By Kemi Atanda Ilori
02 December 2020   |   3:07 am
J.P. Clark-Bekederemo, or simply J.P. Clark, is justly celebrated as a poet, playwright and scholar whose distinctions persist in his piquant and ingenious use of his Ijaw-Urhobo culture

J.P Clark

J.P. Clark-Bekederemo, or simply J.P. Clark, is justly celebrated as a poet, playwright and scholar whose distinctions persist in his piquant and ingenious use of his Ijaw-Urhobo culture of story-telling and myth-making to portray the human predicament of people struggling with forces outside of their control.

His works are a canvas of the richness of African traditional societies, the disruptive and demeaning effects of colonialism, and the continuing impoverishment of the people and the land by the unjust and corrupt apparatus of the Nigerian state.

In his poetry, exceptionally, Clark achieves international prominence in the accessible lyricism of his language, and the engaging socio-symbolic and romanticised worlds that he recreates. At times, Clark’s works are direct commentaries on contemporary politics and history in Nigeria or across Africa, as in his drama All for Oil (2009) and poetry, Mandela and Other Poems (1988). At other times, they are layered nuances of his philosophy and vision for a better world, for instance, as we find in The Wives’ Revolt (1991) and Casualties: Poems 1966–68 (1970).

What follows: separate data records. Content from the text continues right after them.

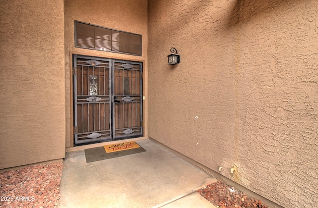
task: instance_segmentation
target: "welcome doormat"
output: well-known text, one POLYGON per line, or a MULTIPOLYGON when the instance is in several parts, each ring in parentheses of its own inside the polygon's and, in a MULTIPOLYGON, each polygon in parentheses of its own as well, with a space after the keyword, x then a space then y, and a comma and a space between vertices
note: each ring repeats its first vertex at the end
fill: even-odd
MULTIPOLYGON (((136 143, 136 144, 137 144, 136 143)), ((109 145, 109 146, 111 146, 112 145, 109 145)), ((137 144, 137 145, 138 145, 137 144)), ((120 151, 112 152, 109 153, 106 152, 105 148, 104 147, 99 147, 97 148, 87 149, 85 150, 86 162, 89 163, 95 162, 96 161, 102 160, 103 159, 109 159, 111 158, 117 157, 118 156, 146 152, 146 150, 144 148, 140 147, 139 145, 138 146, 139 146, 139 147, 135 147, 133 149, 126 149, 122 150, 122 151, 120 151)))
POLYGON ((135 142, 124 142, 123 143, 115 144, 114 145, 106 145, 104 146, 106 153, 122 151, 131 149, 139 148, 140 146, 135 142))

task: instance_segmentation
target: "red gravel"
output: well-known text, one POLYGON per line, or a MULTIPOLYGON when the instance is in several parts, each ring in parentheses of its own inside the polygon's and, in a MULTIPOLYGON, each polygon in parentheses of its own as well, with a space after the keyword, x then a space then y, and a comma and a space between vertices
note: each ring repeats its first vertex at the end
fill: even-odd
POLYGON ((62 162, 0 172, 0 208, 56 208, 62 162))
POLYGON ((245 193, 221 181, 202 188, 198 193, 219 208, 268 208, 260 201, 250 198, 245 193))

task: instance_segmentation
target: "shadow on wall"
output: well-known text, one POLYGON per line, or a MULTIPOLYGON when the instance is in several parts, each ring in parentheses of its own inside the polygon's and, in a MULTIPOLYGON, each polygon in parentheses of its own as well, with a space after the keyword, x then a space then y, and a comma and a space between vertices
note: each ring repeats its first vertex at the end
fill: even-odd
POLYGON ((229 17, 228 28, 244 24, 256 15, 272 12, 277 7, 285 7, 299 0, 237 0, 229 17))

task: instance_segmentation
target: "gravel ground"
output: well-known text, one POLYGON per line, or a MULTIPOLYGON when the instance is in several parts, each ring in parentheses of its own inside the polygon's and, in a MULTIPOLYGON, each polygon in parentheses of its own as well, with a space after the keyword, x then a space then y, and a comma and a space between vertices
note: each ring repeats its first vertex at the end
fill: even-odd
POLYGON ((268 208, 260 201, 250 198, 244 193, 221 181, 202 188, 198 193, 219 208, 268 208))
POLYGON ((56 208, 62 162, 0 172, 0 208, 56 208))

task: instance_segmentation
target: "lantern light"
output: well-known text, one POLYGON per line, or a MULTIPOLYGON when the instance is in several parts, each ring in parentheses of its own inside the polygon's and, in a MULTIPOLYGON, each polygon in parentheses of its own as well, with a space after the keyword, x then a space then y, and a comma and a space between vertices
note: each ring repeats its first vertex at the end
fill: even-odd
POLYGON ((174 65, 180 63, 180 55, 178 55, 177 50, 174 48, 171 48, 170 51, 172 53, 167 55, 168 56, 168 63, 174 65))

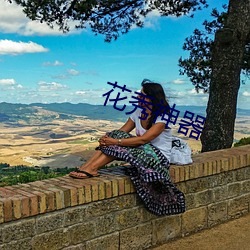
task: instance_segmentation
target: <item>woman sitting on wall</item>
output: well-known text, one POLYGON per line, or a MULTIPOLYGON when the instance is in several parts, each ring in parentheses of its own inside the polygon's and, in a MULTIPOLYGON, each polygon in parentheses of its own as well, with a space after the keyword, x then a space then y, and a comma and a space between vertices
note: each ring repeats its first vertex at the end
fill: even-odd
POLYGON ((169 176, 172 135, 166 126, 169 104, 164 90, 160 84, 144 80, 138 100, 138 108, 127 122, 100 138, 94 155, 69 176, 97 177, 100 167, 113 160, 126 161, 131 165, 127 169, 131 181, 149 211, 158 215, 182 213, 184 195, 169 176), (134 128, 136 136, 129 134, 134 128))

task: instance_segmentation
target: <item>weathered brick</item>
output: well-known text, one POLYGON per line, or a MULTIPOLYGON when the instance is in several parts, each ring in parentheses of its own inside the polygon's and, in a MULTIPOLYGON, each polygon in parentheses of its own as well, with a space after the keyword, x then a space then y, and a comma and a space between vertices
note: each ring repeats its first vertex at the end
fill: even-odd
POLYGON ((228 197, 235 197, 240 195, 241 192, 241 183, 235 182, 228 184, 228 197))
POLYGON ((32 237, 35 234, 35 219, 18 221, 13 224, 4 225, 2 228, 2 238, 5 243, 32 237))
MULTIPOLYGON (((249 158, 250 158, 250 154, 249 154, 249 158)), ((245 169, 246 180, 249 180, 250 179, 250 164, 249 164, 249 167, 246 167, 244 169, 245 169)))
POLYGON ((84 203, 89 203, 92 201, 92 186, 88 184, 84 184, 84 194, 85 200, 84 203))
POLYGON ((36 235, 31 240, 32 249, 39 250, 58 250, 68 246, 69 242, 69 233, 64 229, 36 235))
POLYGON ((105 197, 111 198, 112 197, 112 182, 110 180, 104 180, 105 183, 105 197))
POLYGON ((122 209, 132 208, 136 205, 135 195, 123 195, 108 200, 92 202, 85 206, 85 217, 93 218, 122 209))
MULTIPOLYGON (((55 188, 57 190, 61 190, 63 192, 63 195, 61 197, 62 198, 62 202, 64 203, 64 208, 66 207, 70 207, 70 204, 71 204, 71 198, 70 198, 70 190, 69 188, 67 187, 64 187, 64 186, 61 186, 58 184, 58 186, 55 186, 55 188)), ((55 210, 55 207, 56 207, 56 198, 55 198, 55 192, 58 192, 58 191, 50 191, 50 195, 49 197, 47 197, 47 206, 50 204, 51 206, 48 207, 48 210, 55 210), (53 201, 52 201, 53 199, 53 201), (50 201, 49 201, 50 200, 50 201)))
POLYGON ((237 218, 249 212, 250 195, 242 195, 228 201, 228 217, 237 218))
POLYGON ((4 221, 11 221, 13 219, 12 202, 9 198, 1 198, 0 201, 3 203, 3 214, 4 221))
POLYGON ((52 231, 63 227, 64 215, 63 213, 48 213, 42 215, 36 220, 37 234, 52 231))
POLYGON ((165 216, 152 222, 153 245, 164 244, 181 236, 181 215, 165 216))
POLYGON ((117 250, 119 247, 119 232, 86 242, 86 250, 117 250))
POLYGON ((116 197, 119 194, 118 180, 112 180, 112 197, 116 197))
POLYGON ((31 238, 12 241, 0 246, 1 250, 32 250, 31 238))
POLYGON ((88 221, 79 223, 67 228, 70 238, 70 245, 84 243, 85 241, 95 238, 95 223, 88 221))
POLYGON ((241 193, 250 193, 250 179, 241 182, 241 193))
POLYGON ((210 185, 208 177, 189 180, 186 182, 186 193, 195 193, 208 189, 210 185))
POLYGON ((207 228, 207 208, 200 207, 182 214, 182 235, 207 228))
POLYGON ((0 198, 0 223, 4 222, 4 202, 0 198))
POLYGON ((78 244, 75 246, 64 247, 62 250, 86 250, 85 244, 78 244))
POLYGON ((77 205, 77 189, 72 186, 63 185, 62 188, 68 189, 70 194, 70 206, 76 206, 77 205))
POLYGON ((99 182, 98 186, 98 200, 104 200, 105 199, 105 183, 99 182))
POLYGON ((207 170, 208 175, 212 175, 213 174, 213 163, 211 161, 208 162, 207 168, 208 168, 208 170, 207 170))
POLYGON ((58 210, 64 208, 65 205, 63 191, 55 187, 50 187, 49 190, 55 194, 55 209, 58 210))
POLYGON ((183 166, 183 168, 184 168, 185 180, 189 180, 189 179, 190 179, 190 170, 189 170, 189 165, 187 165, 187 166, 183 166))
POLYGON ((212 173, 217 174, 219 172, 221 165, 221 160, 219 161, 212 161, 212 173))
POLYGON ((228 197, 228 187, 227 185, 218 186, 213 188, 214 200, 216 202, 226 200, 228 197))
POLYGON ((21 199, 12 198, 11 200, 12 200, 12 206, 13 206, 13 219, 17 220, 22 217, 21 199))
POLYGON ((39 191, 33 191, 35 195, 37 195, 38 198, 38 211, 39 214, 45 213, 46 212, 46 195, 42 192, 39 191))
POLYGON ((118 230, 136 226, 144 221, 143 207, 121 210, 115 214, 118 230))
POLYGON ((200 207, 212 203, 214 201, 212 189, 204 190, 195 194, 195 206, 200 207))
POLYGON ((70 208, 69 210, 64 212, 64 226, 70 226, 74 224, 78 224, 83 221, 83 217, 85 218, 85 210, 84 207, 75 207, 70 208))
POLYGON ((186 200, 186 209, 190 210, 192 208, 195 208, 196 203, 195 203, 195 193, 190 193, 185 195, 185 200, 186 200))
POLYGON ((208 205, 208 227, 213 227, 227 220, 227 201, 208 205))
POLYGON ((118 228, 117 221, 113 214, 96 217, 93 223, 95 224, 95 236, 97 237, 113 233, 117 231, 118 228))
POLYGON ((152 246, 151 222, 120 232, 120 250, 146 249, 152 246))
POLYGON ((245 180, 245 169, 244 168, 241 168, 241 169, 238 169, 236 171, 236 174, 235 174, 235 178, 236 178, 236 181, 243 181, 245 180))

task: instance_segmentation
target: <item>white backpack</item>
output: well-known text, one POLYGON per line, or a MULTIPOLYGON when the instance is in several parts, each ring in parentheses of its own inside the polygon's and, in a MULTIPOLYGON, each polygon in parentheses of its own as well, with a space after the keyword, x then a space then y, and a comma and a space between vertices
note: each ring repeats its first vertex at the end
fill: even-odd
POLYGON ((185 165, 193 163, 191 148, 181 138, 172 136, 170 164, 185 165))

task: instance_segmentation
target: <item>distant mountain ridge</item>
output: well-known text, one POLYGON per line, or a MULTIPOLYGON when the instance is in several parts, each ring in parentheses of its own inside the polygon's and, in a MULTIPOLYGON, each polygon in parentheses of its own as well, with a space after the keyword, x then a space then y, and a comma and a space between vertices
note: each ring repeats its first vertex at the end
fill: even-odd
MULTIPOLYGON (((18 119, 28 121, 30 119, 73 119, 74 116, 83 116, 92 120, 126 121, 134 107, 127 106, 125 110, 116 110, 113 106, 91 105, 87 103, 32 103, 13 104, 0 103, 0 122, 14 122, 18 119), (42 112, 41 112, 42 111, 42 112)), ((176 106, 182 117, 185 111, 193 112, 195 115, 205 116, 205 106, 176 106)), ((237 115, 250 116, 249 109, 237 109, 237 115)))

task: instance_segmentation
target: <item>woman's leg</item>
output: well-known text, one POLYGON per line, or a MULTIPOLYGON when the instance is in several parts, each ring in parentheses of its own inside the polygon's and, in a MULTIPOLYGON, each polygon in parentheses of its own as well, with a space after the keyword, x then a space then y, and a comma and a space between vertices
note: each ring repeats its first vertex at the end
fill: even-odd
MULTIPOLYGON (((101 151, 95 152, 95 154, 86 162, 86 164, 83 164, 80 167, 80 170, 84 170, 92 175, 97 175, 98 174, 98 169, 116 158, 113 156, 108 156, 102 153, 101 151)), ((86 175, 84 173, 79 173, 79 172, 71 172, 71 176, 75 177, 85 177, 86 175)))
POLYGON ((89 158, 79 169, 84 169, 85 167, 89 166, 92 164, 98 157, 100 157, 102 154, 101 150, 96 150, 95 153, 89 158))

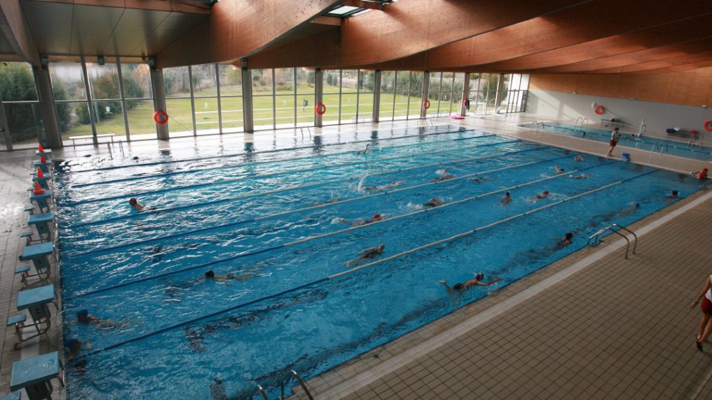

Apart from this universal appreciation, however, critical reception of Clark’s works, matter-of-factly, his dramas, is either weighted down by excessively referencing their themes and craft in Aristotelian terms or delimiting them as narrow and probably unstageable interpretive perspectives on the tragic impulses and farcical circumstances of his leading characters. Invaluable as these views might be, they miss, perhaps, the significant irony that Clark’s dramas present: in Clark’s plays it is not the playwright-poet that is in focus but the lived experiences of his characters, stretching from the creeks of the Niger Delta to the bustling streets of Lagos, Nigeria’s commercial capital.

This irony, the lived experiences of Clark’s characters, particularly frames the dramatic narratives in Clark’s trilogy, The Bikoroa Plays. In the first play, The Boat, the personal animus between Biowa and Bradide is grossly inflated to serve as a device enabling us to see how the brothers’ open warfare is inevitably tied up in the community’s norms of the privileges of wealth contra the privileges of birth. As their coastal community gets sucked into the emerging capitalism engendered by colonialism and the establishment of trading ports, rustic Bikoroa rouses enthusiastically to embrace wealth as the ultimate symbol of power, and the deference to age must now accommodate this new effect.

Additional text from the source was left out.